An attorney who answers billing questions directly and specifically is showing you something. An attorney who hedges, generalizes, or redirects the conversation is showing you something different. The content of the answer matters, and so does the manner.
Two practical points before you start. First, ask the same questions across every candidate. That's what makes the consultations comparable. Second, plan to consult two or three attorneys before deciding. The cost of an additional consultation is real, but it's small relative to the cost of selecting the wrong attorney. One consultation gives you one data point. Two or three give you a basis for comparison.
What to Listen For in a Consultation
Strong answers reveal how an attorney works. So does evasion.
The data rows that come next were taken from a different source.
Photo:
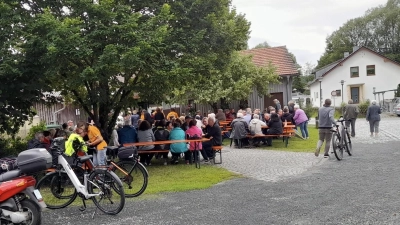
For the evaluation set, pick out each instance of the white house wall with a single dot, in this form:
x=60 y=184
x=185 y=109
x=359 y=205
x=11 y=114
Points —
x=387 y=77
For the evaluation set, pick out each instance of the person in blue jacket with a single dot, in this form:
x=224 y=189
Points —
x=177 y=148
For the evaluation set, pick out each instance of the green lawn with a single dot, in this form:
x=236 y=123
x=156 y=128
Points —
x=295 y=144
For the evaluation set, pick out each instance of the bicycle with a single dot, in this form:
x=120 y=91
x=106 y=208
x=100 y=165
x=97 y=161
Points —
x=341 y=140
x=64 y=184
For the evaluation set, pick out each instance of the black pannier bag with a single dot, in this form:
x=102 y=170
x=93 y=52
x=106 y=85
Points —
x=127 y=153
x=34 y=160
x=7 y=164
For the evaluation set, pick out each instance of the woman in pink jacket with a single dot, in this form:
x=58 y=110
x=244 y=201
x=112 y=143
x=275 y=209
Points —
x=195 y=133
x=301 y=120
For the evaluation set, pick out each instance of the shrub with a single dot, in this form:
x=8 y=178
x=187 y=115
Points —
x=363 y=106
x=34 y=129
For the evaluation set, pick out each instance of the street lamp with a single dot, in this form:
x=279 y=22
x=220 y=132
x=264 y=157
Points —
x=320 y=91
x=342 y=82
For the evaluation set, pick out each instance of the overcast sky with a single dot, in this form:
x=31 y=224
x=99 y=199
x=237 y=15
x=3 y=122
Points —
x=301 y=25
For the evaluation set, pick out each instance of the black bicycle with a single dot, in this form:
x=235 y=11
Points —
x=341 y=140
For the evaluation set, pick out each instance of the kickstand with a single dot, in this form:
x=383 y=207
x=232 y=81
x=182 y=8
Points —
x=83 y=208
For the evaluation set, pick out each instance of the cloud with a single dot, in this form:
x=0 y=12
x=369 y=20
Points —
x=300 y=25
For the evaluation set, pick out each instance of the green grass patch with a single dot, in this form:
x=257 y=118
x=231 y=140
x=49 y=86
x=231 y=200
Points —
x=182 y=177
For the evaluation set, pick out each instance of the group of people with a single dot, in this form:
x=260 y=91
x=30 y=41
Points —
x=148 y=127
x=274 y=117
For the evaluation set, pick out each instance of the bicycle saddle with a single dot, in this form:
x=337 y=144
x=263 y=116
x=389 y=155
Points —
x=85 y=158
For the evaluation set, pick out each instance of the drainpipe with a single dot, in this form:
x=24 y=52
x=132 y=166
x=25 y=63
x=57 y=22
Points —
x=55 y=113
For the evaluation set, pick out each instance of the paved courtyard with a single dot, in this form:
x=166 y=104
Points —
x=278 y=165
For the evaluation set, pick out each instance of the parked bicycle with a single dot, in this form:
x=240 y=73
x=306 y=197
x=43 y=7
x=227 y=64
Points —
x=341 y=140
x=61 y=187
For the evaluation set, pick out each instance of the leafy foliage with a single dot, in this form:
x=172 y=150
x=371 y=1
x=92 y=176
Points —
x=378 y=29
x=100 y=54
x=234 y=83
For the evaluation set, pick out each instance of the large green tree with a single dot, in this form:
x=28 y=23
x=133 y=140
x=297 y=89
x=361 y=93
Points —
x=378 y=29
x=236 y=82
x=100 y=54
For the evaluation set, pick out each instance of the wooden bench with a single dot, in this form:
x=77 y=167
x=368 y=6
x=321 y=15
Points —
x=287 y=132
x=217 y=150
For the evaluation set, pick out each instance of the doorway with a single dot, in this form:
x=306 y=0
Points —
x=355 y=94
x=269 y=101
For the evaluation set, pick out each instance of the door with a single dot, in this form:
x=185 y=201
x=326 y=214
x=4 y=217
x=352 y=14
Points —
x=269 y=101
x=355 y=94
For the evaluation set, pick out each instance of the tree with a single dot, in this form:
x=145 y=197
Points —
x=262 y=45
x=100 y=54
x=235 y=83
x=20 y=84
x=378 y=29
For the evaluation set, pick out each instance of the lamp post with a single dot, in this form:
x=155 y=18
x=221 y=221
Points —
x=374 y=92
x=342 y=82
x=320 y=91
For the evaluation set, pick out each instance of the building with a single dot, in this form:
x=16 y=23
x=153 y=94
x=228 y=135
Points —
x=286 y=69
x=361 y=75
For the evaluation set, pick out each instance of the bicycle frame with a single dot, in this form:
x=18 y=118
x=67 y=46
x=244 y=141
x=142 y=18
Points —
x=80 y=188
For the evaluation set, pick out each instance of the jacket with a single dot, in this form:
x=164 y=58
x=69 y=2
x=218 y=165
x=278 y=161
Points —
x=325 y=117
x=34 y=143
x=350 y=111
x=275 y=127
x=255 y=125
x=288 y=117
x=194 y=132
x=127 y=134
x=299 y=116
x=177 y=134
x=373 y=113
x=215 y=132
x=239 y=128
x=161 y=134
x=146 y=136
x=135 y=119
x=220 y=116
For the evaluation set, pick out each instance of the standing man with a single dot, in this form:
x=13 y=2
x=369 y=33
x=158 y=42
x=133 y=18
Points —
x=350 y=113
x=326 y=120
x=277 y=105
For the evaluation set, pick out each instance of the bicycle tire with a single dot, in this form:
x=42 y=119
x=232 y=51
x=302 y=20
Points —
x=135 y=183
x=349 y=146
x=110 y=186
x=57 y=189
x=336 y=147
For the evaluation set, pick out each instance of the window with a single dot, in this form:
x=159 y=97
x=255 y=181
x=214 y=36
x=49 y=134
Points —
x=371 y=70
x=354 y=71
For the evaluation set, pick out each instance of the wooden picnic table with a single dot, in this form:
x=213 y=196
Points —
x=164 y=142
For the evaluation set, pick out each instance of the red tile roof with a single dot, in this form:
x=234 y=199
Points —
x=278 y=56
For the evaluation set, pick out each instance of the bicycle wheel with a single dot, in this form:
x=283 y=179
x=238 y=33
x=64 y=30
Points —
x=57 y=190
x=135 y=183
x=111 y=198
x=337 y=149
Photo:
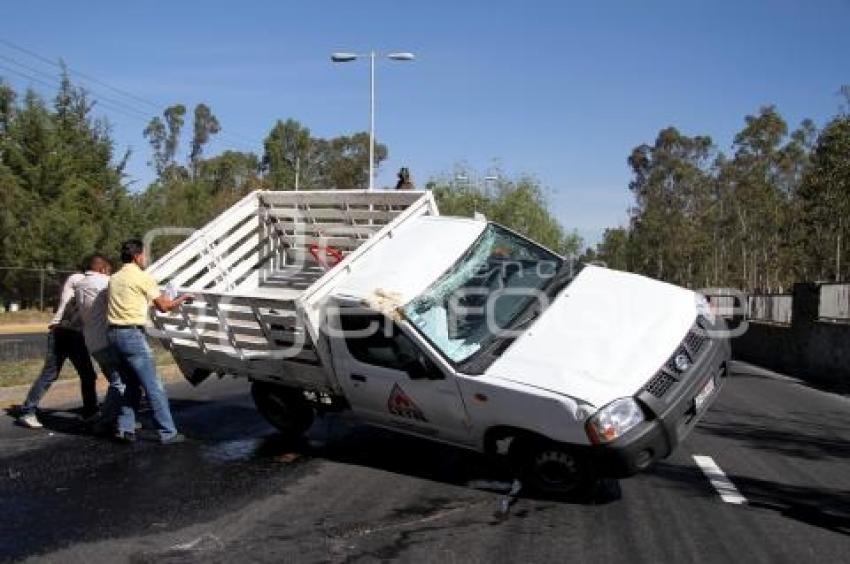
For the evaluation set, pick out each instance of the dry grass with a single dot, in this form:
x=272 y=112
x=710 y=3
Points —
x=25 y=316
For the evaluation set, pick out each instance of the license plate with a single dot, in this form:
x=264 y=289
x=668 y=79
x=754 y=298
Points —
x=704 y=394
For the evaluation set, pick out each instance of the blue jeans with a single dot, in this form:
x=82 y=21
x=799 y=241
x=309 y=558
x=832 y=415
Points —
x=113 y=404
x=130 y=346
x=64 y=344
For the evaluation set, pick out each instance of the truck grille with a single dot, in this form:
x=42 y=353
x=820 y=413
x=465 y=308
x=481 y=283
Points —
x=669 y=374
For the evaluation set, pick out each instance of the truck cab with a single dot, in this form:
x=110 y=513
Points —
x=482 y=337
x=454 y=329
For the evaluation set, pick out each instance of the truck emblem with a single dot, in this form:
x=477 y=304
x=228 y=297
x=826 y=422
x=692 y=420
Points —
x=401 y=405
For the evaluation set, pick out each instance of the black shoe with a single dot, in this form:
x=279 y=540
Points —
x=174 y=439
x=125 y=437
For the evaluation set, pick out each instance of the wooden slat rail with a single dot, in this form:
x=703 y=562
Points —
x=250 y=269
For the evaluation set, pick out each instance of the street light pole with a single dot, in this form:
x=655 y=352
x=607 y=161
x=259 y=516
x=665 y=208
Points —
x=371 y=121
x=347 y=58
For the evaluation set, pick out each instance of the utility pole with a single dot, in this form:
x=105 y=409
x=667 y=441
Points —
x=41 y=289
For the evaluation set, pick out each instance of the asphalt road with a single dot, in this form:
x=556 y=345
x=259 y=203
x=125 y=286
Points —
x=354 y=494
x=22 y=346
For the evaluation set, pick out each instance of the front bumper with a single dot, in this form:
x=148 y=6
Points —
x=668 y=421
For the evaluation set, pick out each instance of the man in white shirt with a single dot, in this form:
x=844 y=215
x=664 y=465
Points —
x=64 y=341
x=92 y=296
Look for this Strong Signal What a good answer sounds like | Red Flag What evasion or vagueness signals | |
|---|---|---|
Billing & fees | States hourly rate, billing increment, and retainer amount directly. Offers a written fee agreement before asking for any money. | Vague about billing increment. Avoids cost estimates. Asks you to sign or pay before explaining how billing works. |
Case experience | Family law is a core focus. Can describe cases with similar complexity — custody, complex assets, or high-conflict dynamics. | Family law is a side practice. Describes wins but not strategies. Can't speak to your specific case type. |
Communication standards | Names a response-time expectation. Identifies who covers when unavailable. Explains the cost difference between phone and email. | No stated response standard. No backup named. Seems impatient with your questions or discourages them. |
Strategy & philosophy | Describes a settlement-first approach and names mediation as a tool. Is specific about when litigation is — and is not — the right call. | Leads with combative framing. Focuses on what they will win rather than what fits your situation. |
How you feel leaving | Informed, not dependent. You understand your situation better. You were treated as someone making a decision — not someone being sold. | Pressured or confused. You felt rushed to commit. Any mention of guaranteed outcomes. |
No attorney can guarantee an outcome. Any who does is giving you a reason to walk away.
→ See all preparation checklists in the Attorney Handbook — $44
What Billing Questions Should You Ask Before Hiring?
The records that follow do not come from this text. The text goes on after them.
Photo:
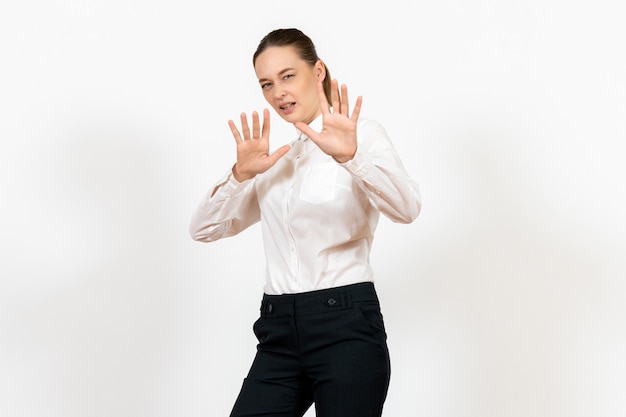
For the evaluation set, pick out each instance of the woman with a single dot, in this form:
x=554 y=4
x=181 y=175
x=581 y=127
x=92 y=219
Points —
x=321 y=334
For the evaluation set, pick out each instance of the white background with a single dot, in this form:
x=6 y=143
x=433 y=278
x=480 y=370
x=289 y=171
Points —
x=505 y=298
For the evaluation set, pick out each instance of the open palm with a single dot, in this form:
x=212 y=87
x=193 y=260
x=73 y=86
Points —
x=253 y=149
x=338 y=135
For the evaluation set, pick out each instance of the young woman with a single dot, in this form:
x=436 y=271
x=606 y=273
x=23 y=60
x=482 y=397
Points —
x=321 y=334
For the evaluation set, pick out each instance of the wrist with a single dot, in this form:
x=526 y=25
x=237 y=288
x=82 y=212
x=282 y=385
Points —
x=344 y=159
x=239 y=176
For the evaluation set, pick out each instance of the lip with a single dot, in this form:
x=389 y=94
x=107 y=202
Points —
x=287 y=108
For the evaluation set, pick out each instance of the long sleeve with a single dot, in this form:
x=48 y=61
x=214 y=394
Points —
x=227 y=209
x=379 y=172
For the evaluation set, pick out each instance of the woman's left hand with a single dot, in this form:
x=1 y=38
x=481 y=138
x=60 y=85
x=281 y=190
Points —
x=338 y=135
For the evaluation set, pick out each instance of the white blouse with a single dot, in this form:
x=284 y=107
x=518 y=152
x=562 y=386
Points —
x=318 y=216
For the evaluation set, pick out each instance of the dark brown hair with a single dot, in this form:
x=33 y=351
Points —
x=301 y=43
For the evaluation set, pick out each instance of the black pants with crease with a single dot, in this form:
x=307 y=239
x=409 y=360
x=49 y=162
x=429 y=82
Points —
x=325 y=347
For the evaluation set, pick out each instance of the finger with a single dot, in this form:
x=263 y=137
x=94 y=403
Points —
x=357 y=109
x=344 y=100
x=234 y=131
x=322 y=97
x=266 y=123
x=334 y=94
x=256 y=128
x=279 y=153
x=245 y=129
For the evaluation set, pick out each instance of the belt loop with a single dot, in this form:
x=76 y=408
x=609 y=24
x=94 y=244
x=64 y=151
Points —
x=347 y=299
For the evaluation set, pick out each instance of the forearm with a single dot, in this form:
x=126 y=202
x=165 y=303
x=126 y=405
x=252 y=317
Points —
x=227 y=209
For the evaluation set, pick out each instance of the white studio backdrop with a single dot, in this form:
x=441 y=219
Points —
x=505 y=298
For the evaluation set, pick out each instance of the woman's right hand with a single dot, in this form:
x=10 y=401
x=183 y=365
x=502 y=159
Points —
x=253 y=151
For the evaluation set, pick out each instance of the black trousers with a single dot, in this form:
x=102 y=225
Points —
x=326 y=347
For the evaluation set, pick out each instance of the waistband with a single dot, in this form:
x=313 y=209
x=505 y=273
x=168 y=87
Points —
x=319 y=301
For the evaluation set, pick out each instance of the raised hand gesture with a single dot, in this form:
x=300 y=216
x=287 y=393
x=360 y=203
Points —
x=253 y=151
x=338 y=135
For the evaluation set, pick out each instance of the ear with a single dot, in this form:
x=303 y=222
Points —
x=320 y=70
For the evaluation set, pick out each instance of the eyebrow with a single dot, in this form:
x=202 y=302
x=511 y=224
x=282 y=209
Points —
x=261 y=80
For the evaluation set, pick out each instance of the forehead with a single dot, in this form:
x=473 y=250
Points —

This is the category clients most often skip or ask only in general terms. It's also the category where specific answers matter most.
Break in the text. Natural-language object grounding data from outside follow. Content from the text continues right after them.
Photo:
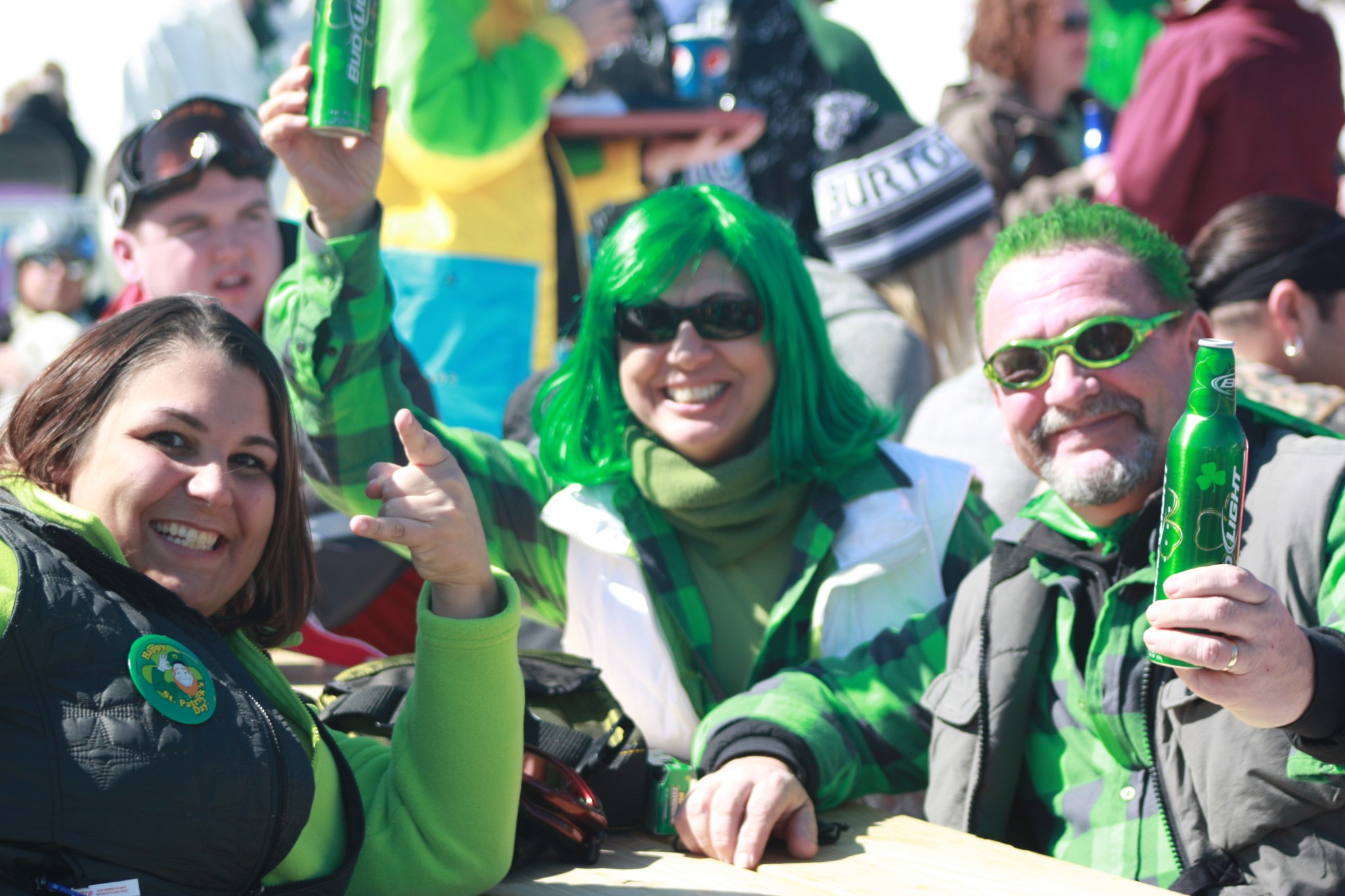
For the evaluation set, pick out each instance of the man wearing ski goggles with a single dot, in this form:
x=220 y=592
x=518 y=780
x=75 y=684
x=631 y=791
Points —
x=188 y=194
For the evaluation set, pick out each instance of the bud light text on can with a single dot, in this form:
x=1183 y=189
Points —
x=701 y=64
x=1204 y=481
x=1097 y=136
x=341 y=102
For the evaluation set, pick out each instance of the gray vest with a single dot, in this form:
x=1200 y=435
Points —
x=99 y=786
x=1239 y=820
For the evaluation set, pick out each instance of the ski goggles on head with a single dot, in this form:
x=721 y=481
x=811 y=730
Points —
x=1075 y=22
x=560 y=805
x=720 y=317
x=1097 y=343
x=173 y=152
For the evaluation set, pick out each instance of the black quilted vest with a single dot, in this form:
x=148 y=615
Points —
x=96 y=785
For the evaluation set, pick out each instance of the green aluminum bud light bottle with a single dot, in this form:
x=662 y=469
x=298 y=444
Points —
x=342 y=97
x=1204 y=480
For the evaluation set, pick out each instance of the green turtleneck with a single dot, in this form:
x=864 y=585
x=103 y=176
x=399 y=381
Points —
x=736 y=526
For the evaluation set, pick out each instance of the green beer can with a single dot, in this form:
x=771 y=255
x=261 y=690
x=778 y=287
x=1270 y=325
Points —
x=342 y=98
x=1206 y=476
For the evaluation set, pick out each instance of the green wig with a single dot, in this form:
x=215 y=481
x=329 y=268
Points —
x=821 y=421
x=1074 y=223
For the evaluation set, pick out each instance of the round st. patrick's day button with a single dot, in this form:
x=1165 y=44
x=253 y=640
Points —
x=171 y=679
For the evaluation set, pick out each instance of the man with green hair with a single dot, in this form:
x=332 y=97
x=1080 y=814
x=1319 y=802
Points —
x=1026 y=706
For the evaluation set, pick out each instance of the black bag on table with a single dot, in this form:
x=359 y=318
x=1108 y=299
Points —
x=571 y=717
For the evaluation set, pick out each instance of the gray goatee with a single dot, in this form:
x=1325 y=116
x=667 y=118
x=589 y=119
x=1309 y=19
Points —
x=1113 y=481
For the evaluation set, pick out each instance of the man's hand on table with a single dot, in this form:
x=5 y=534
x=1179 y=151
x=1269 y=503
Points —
x=734 y=812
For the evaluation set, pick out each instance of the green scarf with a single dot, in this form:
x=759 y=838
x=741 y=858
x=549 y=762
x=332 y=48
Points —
x=736 y=526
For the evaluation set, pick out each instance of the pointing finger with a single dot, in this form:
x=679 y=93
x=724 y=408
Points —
x=423 y=449
x=390 y=528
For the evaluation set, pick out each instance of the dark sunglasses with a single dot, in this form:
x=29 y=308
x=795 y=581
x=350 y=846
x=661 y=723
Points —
x=1075 y=22
x=1097 y=343
x=74 y=268
x=560 y=805
x=720 y=317
x=173 y=152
What is your hourly rate? What are the hourly rates for associates and paralegals who may work on my case?
The lead attorney's rate is not the only rate on your bill. Get the rates for every level.
What is your billing increment?
The standard is 1/10 of an hour, which equals six minutes. Some firms bill in 15-minute increments instead. This difference matters more than most clients realize. At $400 per hour, a 7-minute call costs $40 with 6-minute billing and $100 with 15-minute billing. Across dozens of brief calls and emails over the course of a contested case, that gap compounds. How Divorce Attorney Billing Actually Works
What is the retainer amount, and what is the replenishment trigger?
The retainer is an advance deposit held in a trust account. You need to understand when and at what balance the attorney will request additional funds. Ask for this specifically: "At what balance will you ask me to replenish?"
Based on what you know about my situation, what is your estimated total cost range?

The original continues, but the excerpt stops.